By education a linguist, I studied historical and comparative linguistics up to MA level at the University of Vienna. My specialist subjects were Indo-European and Finno-Ugrian linguistics, concentrating mainly on the Celtic branch of Indo-European languages. Later, when I moved to Wales, the minority language situation drove me to redirect my efforts into sociolinguistics and language planning. It was in Wales that I got my PhD and the safeguarding of indigenous and minority languages is still an area of great interest for me.
Parallel to my sociolinguistic work, I was teaching foreign languages to British students. During the early 1990s computer-assisted language learning (CALL) became more and more an integral part of language teaching and I was one of the first to adopt this new method and started developing computer-based exercises. Professional involvement in a range of projects to do with applied technology in language learning showed me the way teaching and learning was going. Computer communication tools such as videoconferencing, e-mail, or chat rooms provided unimaginable opportunities for lecturers and students. There was also a strong movement to more independent learning.
I was always devoted to research and engaged in it whenever possible. All the new trends and developments laid the path for my career developing from the traditional lecturer via a project co-ordinator to become a researcher in networked and lifelong learning and finally a senior university manager for the strategic planning and implementation of technology-based, distributed, flexible online delivery and knowledge management. Transferable skills helped me achieve this professional transition smoothly. My previous geographic location in a remote rural island community brought strong community involvement in broadband developments, community learning and the general area of creating sustainable communities through capacity building.

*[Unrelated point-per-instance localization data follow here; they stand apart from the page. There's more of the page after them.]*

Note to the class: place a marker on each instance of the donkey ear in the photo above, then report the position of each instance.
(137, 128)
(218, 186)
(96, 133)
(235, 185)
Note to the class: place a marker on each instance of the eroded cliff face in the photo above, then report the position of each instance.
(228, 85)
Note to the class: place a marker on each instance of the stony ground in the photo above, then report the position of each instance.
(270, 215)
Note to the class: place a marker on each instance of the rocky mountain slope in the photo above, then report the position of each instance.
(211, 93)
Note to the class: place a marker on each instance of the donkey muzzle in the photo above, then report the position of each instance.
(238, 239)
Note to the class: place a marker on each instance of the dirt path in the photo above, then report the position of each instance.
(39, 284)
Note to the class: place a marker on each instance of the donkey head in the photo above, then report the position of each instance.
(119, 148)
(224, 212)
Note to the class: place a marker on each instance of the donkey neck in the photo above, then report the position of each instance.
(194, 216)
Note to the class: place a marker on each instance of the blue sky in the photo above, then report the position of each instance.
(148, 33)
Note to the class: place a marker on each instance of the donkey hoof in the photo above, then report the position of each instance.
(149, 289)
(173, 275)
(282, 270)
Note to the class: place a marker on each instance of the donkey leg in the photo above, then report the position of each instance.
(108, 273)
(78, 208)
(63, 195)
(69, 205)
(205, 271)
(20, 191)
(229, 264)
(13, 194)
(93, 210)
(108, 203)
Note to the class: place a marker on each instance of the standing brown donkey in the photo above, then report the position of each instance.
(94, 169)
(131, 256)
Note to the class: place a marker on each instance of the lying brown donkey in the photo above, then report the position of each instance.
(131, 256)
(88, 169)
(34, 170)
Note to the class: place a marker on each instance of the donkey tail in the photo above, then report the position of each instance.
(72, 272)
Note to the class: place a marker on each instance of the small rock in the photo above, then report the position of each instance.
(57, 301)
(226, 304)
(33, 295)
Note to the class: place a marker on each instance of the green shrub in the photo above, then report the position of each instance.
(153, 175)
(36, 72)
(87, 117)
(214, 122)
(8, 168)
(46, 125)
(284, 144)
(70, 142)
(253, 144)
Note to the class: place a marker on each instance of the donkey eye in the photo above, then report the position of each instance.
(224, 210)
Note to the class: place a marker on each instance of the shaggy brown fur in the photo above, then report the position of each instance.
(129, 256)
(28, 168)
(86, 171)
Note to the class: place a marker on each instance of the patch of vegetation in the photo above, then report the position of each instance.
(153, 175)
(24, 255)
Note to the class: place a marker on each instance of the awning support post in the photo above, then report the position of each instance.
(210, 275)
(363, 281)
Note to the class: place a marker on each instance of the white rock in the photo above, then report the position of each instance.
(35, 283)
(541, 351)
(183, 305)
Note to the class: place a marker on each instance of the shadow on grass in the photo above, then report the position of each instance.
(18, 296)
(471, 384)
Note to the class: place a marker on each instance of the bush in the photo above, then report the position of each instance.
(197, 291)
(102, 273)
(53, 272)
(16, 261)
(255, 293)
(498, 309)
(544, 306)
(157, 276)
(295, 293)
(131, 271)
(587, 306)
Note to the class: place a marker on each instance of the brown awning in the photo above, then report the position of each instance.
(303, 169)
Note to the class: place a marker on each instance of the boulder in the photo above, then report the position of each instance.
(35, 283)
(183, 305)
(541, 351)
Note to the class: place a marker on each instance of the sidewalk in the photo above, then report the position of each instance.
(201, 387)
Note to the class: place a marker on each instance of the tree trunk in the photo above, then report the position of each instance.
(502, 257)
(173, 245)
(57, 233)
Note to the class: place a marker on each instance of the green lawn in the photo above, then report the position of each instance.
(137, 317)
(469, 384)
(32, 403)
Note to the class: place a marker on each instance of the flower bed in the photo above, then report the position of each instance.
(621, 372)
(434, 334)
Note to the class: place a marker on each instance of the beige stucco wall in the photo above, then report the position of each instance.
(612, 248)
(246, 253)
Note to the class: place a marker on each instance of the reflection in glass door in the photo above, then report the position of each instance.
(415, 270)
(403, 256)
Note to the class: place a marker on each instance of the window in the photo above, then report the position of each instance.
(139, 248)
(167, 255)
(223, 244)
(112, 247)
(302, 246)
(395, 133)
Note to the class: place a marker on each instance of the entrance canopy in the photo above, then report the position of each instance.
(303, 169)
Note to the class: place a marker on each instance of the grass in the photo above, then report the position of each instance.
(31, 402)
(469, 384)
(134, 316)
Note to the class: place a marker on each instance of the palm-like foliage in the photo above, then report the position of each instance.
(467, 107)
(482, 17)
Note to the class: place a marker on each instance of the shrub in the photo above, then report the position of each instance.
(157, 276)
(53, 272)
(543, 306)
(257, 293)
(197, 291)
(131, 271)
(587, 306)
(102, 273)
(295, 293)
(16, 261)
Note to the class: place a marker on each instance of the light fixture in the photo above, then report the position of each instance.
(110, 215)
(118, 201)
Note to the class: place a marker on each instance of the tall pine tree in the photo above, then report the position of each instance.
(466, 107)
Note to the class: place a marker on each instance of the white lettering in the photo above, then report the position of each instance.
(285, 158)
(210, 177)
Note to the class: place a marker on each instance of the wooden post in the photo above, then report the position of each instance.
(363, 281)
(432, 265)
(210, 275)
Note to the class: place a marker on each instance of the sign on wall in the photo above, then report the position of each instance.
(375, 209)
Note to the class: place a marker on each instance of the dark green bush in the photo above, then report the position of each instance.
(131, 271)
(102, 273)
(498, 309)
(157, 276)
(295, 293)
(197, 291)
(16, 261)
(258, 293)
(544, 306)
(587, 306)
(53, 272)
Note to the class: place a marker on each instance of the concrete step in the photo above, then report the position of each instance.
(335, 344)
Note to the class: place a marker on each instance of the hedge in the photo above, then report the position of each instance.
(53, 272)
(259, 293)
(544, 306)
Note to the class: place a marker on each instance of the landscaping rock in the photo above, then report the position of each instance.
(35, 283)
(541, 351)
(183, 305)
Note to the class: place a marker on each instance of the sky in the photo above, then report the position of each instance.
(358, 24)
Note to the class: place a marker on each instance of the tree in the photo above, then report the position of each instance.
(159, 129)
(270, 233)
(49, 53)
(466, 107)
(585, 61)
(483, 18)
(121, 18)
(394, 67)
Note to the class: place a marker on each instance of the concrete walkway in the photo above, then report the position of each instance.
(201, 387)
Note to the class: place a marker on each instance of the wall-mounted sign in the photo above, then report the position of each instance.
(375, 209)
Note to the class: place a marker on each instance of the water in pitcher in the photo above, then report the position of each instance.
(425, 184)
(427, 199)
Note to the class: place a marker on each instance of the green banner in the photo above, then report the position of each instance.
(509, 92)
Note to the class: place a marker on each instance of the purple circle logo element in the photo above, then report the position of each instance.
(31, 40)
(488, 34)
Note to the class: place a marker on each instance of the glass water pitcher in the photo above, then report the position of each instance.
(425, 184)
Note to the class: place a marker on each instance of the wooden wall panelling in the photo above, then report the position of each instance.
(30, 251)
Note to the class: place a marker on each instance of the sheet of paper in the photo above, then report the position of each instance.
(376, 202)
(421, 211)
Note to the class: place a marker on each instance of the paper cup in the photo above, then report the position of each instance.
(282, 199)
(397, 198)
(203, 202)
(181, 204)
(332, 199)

When taking up my post as Head of E-Learning at the University of Klagenfurt, I relocated to a typical campus based university. Applying online learning to this more traditional setting meant initiating and managing a revolutionary shift of culture. To widen my horizon even further, my current post at the Open University of the Netherlands brings the area of open and distance learning (ODL) into my expertise. Open universities function quite differently to traditional campus universities or fully networked universities. My moving between these institutions as well as my constant involvement in international collaborations, therefore, gave me a good understanding of the different national cultures in Higher Education and research.